We are integrating these strategies into the classroom. For example, we hired a Director for Trauma-Informed Practices who comes with over 18 years of experience providing direct care or leadership oversight to schools and community settings to support the behavioral health needs of students to spearhead our efforts, which include training and coaching staff. We have partnered with the renowned Lakeside Global Institute to lend best practices and provide consultation and training.

All of these efforts are focused ultimately on helping our teachers. We help them recognize behaviors based on stress and correctly interpret and manage them successfully and with compassion. That can include anything from simply taking a momentary break, to creating a contract with the student that provides empowerment of choice — choice of activity, of consequence, or of exercise — to restorative practices that allow for conflict follow-up and repairing of relationships. The goal is simple: appropriate consequences for inappropriate behaviors, using the opportunity to teach and model appropriate behavior, while still maintaining structure and upholding clear expectations.

These practices have an immediate impact, seen by teachers and students alike; absenteeism goes down, achievement goes up. Students feel cared for, feel better about themselves, and have hope.

And it’s making a difference. Our teachers, previously surprised when the techniques they learned in college or graduate school don’t work in classrooms, quickly see positive results both for their students and for themselves. But that just proves that we are tackling this midstream.
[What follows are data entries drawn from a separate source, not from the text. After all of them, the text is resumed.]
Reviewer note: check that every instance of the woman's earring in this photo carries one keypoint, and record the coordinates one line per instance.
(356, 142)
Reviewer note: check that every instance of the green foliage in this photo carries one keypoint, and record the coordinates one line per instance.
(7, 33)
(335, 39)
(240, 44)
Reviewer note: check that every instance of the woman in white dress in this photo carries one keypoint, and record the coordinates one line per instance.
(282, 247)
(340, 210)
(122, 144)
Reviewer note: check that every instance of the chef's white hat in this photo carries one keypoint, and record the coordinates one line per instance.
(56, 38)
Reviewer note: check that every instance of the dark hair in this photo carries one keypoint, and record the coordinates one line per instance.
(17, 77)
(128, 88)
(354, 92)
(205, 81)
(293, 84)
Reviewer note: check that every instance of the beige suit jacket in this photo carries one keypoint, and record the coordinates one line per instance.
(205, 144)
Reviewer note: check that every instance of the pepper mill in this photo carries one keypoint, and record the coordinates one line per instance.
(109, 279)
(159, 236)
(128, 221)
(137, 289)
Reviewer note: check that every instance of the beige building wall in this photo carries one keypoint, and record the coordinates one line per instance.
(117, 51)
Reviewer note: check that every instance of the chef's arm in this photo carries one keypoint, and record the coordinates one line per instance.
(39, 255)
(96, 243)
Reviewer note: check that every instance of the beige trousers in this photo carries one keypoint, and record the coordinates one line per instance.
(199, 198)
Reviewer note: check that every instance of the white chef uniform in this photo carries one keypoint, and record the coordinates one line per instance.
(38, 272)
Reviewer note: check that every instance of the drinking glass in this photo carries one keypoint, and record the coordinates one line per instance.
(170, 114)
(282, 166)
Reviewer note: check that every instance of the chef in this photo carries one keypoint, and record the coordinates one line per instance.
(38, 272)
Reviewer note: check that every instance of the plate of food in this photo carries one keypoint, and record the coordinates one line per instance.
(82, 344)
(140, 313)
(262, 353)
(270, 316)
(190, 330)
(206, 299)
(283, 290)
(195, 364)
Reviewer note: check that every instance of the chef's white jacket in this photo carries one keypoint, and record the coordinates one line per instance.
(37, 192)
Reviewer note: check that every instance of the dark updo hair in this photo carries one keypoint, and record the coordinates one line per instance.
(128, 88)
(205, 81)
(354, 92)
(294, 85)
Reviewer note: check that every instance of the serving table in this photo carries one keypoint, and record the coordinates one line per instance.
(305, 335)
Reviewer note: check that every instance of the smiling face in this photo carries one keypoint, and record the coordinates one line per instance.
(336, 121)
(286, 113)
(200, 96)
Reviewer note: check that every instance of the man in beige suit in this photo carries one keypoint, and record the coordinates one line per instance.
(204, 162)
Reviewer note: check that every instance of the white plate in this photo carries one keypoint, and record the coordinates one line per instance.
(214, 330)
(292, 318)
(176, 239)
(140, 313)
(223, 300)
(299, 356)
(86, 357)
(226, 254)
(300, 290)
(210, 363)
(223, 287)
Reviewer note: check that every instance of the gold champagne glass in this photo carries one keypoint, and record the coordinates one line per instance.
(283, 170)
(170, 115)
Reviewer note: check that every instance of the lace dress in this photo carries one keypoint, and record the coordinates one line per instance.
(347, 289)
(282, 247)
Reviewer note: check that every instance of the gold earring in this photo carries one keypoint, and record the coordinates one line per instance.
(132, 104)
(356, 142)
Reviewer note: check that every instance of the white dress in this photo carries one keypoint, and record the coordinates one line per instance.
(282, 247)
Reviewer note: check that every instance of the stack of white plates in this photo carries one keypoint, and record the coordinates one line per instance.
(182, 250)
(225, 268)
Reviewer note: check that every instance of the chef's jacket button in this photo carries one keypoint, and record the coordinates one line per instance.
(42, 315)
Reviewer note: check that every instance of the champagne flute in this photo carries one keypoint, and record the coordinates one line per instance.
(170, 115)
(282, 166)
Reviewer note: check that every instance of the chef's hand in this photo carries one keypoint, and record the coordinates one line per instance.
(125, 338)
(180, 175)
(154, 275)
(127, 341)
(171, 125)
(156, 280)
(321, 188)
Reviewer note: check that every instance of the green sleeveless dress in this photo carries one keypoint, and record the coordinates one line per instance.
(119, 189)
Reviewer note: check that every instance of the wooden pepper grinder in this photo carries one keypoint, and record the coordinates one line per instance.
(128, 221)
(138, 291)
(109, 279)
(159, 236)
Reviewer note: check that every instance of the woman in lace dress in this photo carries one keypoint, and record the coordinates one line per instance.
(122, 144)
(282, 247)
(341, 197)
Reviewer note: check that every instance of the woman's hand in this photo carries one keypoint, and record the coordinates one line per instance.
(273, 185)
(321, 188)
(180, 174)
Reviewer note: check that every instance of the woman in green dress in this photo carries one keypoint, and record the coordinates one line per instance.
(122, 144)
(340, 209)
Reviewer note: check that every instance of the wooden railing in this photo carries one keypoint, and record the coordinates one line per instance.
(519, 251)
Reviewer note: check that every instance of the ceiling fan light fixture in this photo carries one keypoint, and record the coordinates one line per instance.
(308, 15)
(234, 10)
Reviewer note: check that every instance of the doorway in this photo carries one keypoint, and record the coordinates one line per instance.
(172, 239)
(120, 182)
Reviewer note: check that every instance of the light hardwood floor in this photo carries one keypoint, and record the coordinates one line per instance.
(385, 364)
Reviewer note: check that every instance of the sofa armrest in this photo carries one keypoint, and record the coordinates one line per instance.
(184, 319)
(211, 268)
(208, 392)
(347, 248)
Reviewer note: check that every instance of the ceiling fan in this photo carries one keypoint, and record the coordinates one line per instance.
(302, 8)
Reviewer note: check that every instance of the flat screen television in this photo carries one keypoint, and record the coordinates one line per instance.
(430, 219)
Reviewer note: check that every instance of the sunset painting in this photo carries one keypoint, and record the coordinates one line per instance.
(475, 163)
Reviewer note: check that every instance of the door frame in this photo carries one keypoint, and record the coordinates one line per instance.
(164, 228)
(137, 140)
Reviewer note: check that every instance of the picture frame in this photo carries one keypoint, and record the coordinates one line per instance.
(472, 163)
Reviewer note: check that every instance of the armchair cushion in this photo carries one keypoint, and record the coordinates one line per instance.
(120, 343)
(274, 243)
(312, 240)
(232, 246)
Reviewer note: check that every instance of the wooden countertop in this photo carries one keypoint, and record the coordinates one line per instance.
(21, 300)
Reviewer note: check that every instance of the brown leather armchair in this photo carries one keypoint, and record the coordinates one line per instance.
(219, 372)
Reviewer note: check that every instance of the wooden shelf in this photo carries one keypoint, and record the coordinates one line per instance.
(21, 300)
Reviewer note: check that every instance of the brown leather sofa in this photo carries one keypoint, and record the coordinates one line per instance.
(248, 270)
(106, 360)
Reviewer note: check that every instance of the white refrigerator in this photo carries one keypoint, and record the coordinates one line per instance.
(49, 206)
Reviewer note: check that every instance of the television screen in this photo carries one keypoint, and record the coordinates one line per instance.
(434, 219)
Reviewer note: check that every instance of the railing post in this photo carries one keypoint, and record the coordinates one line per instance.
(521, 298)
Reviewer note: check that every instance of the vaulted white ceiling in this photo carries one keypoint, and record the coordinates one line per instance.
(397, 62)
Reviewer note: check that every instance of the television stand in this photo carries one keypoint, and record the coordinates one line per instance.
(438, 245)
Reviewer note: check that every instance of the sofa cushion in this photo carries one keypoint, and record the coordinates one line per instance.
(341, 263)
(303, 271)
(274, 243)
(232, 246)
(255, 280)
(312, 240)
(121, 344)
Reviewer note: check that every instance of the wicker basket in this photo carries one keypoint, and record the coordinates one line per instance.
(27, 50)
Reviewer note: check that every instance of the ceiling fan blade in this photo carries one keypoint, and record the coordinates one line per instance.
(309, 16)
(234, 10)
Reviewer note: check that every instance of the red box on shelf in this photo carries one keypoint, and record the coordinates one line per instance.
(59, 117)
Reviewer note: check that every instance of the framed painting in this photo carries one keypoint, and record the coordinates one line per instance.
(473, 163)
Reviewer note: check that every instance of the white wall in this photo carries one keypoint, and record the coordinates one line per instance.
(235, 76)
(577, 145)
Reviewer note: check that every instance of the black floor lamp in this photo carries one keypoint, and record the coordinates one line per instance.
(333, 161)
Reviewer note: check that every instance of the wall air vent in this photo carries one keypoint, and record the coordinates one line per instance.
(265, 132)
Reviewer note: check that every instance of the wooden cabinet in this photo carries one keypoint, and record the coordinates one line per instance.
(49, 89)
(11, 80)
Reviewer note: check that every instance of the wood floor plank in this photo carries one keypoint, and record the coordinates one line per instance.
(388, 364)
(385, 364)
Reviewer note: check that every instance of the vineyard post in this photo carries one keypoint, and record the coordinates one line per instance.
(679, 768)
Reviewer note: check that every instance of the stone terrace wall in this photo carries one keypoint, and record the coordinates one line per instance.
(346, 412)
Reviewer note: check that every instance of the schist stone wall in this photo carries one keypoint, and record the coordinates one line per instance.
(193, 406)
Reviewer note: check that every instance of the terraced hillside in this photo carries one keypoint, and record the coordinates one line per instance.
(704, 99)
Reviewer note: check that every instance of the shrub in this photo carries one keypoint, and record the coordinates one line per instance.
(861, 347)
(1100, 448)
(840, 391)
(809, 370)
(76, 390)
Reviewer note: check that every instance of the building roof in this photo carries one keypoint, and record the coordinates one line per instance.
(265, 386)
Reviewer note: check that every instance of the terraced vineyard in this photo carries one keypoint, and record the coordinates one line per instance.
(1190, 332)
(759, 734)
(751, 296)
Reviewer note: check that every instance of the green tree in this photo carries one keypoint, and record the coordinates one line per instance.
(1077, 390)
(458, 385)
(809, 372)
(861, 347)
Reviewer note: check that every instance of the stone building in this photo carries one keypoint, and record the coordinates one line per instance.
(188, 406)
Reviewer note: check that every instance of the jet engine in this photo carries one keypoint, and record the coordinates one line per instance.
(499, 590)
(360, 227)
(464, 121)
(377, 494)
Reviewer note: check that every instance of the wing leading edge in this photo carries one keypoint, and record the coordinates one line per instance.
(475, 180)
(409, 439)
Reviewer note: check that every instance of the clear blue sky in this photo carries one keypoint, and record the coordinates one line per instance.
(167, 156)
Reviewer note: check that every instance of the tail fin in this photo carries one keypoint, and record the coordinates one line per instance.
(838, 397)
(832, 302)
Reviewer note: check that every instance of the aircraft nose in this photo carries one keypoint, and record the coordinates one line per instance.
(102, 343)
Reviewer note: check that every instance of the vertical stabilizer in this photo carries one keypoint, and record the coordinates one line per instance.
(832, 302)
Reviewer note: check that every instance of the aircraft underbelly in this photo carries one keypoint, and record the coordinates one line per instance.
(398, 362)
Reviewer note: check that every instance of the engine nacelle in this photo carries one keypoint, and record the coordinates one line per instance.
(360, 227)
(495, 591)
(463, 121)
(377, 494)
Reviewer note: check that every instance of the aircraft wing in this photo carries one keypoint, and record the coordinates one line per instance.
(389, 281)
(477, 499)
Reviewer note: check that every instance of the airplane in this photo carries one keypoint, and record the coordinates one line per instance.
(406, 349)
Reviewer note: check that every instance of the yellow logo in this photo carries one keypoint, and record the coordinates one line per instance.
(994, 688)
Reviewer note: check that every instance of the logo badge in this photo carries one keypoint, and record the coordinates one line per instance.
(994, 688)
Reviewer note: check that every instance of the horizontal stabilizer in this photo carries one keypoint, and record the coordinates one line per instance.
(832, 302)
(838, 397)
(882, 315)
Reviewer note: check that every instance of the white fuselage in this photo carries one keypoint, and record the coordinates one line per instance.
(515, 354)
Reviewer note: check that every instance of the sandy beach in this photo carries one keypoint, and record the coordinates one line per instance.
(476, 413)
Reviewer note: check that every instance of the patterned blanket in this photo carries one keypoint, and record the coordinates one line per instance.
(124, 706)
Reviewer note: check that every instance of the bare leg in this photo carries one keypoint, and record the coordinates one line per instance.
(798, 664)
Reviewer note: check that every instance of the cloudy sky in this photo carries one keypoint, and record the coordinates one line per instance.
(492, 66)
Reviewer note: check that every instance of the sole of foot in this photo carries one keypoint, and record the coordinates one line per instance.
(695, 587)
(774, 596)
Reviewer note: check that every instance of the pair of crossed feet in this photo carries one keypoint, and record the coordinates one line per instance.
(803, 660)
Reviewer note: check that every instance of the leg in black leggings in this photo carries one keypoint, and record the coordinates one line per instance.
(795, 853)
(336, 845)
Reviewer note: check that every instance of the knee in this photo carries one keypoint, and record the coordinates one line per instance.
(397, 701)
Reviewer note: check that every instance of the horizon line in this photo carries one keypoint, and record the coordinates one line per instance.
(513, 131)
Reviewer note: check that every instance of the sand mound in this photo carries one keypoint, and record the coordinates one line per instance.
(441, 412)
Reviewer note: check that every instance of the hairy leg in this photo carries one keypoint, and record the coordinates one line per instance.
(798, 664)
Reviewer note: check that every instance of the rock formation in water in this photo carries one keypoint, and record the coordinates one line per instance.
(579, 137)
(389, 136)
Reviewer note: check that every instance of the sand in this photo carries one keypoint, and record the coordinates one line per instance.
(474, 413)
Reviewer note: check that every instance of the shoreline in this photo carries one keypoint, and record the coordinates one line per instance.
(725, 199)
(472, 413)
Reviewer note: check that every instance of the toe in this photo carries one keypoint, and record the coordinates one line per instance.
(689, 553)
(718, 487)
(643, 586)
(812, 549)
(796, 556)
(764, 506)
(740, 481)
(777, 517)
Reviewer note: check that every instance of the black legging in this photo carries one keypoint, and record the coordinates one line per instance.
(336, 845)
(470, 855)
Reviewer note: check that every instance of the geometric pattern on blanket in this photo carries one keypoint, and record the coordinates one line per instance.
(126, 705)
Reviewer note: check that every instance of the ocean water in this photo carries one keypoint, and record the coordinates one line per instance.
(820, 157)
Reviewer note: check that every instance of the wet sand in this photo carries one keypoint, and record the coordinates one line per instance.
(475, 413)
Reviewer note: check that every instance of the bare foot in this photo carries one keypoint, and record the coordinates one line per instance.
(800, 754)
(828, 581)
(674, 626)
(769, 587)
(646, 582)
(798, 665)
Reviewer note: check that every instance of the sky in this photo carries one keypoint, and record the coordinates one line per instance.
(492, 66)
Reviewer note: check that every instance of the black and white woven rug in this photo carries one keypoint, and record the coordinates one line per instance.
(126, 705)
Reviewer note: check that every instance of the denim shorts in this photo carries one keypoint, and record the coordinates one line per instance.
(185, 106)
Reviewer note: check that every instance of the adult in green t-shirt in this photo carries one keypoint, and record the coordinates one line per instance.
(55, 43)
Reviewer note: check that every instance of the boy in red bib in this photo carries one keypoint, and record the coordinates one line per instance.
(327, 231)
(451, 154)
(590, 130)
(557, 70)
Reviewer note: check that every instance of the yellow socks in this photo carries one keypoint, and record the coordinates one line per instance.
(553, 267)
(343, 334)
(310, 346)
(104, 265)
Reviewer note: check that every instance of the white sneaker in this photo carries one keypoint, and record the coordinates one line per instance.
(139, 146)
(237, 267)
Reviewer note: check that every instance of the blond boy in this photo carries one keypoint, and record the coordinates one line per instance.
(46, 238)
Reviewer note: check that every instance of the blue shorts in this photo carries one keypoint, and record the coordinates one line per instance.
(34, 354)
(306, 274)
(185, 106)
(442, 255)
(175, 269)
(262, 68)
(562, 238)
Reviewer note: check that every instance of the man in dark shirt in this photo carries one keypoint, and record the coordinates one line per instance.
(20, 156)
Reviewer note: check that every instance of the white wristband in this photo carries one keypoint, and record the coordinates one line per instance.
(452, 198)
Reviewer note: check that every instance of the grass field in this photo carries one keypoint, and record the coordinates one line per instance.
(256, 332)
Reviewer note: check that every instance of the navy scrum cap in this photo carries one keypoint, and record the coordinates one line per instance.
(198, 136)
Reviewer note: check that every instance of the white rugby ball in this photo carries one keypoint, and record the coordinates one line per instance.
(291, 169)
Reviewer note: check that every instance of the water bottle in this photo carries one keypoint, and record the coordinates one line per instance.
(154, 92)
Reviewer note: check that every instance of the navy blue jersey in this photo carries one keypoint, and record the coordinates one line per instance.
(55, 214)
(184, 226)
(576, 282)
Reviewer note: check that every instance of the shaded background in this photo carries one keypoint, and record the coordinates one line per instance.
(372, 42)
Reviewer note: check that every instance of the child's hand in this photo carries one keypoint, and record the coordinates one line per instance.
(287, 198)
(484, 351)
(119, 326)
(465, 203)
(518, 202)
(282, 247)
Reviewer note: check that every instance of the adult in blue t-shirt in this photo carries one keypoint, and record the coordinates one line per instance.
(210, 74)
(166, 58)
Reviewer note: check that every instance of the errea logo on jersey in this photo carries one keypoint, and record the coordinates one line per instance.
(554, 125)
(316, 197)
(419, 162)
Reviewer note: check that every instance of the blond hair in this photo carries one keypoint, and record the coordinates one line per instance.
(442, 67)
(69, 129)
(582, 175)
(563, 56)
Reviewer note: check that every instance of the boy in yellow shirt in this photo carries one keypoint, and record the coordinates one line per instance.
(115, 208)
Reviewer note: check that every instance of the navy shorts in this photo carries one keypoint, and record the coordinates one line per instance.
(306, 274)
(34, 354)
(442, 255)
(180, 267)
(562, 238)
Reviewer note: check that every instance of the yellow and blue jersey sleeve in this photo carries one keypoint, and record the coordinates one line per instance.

What we really need is for current and incoming teachers to have these trauma-informed  strategies incorporated into their education, so they come to our schools with the resources and tools to be successful, from day one. It is essential for proponents of higher education who instruct our educators, especially those who work with vulnerable populations, to integrate and incorporate curriculum about early childhood adversity, the impact of trauma and using trauma-informed practices in the classroom. This would enable us to refocus our current energies into customized, in-classroom coaching to attend to individual student and teacher needs in a truly targeted way.

Philadelphia is the city of “brotherly love.”  We know that the love and compassion students receive in their classrooms each day can offset, even heal, trauma. We believe in every student’s capacity to learn, and to succeed. By building more awareness and integrating more strategies in trauma-informed schools, we can change the lives of our students and give them the chance at a brighter future.

Karyn T. Lynch is the chief of Student Support Services for the School District of Philadelphia.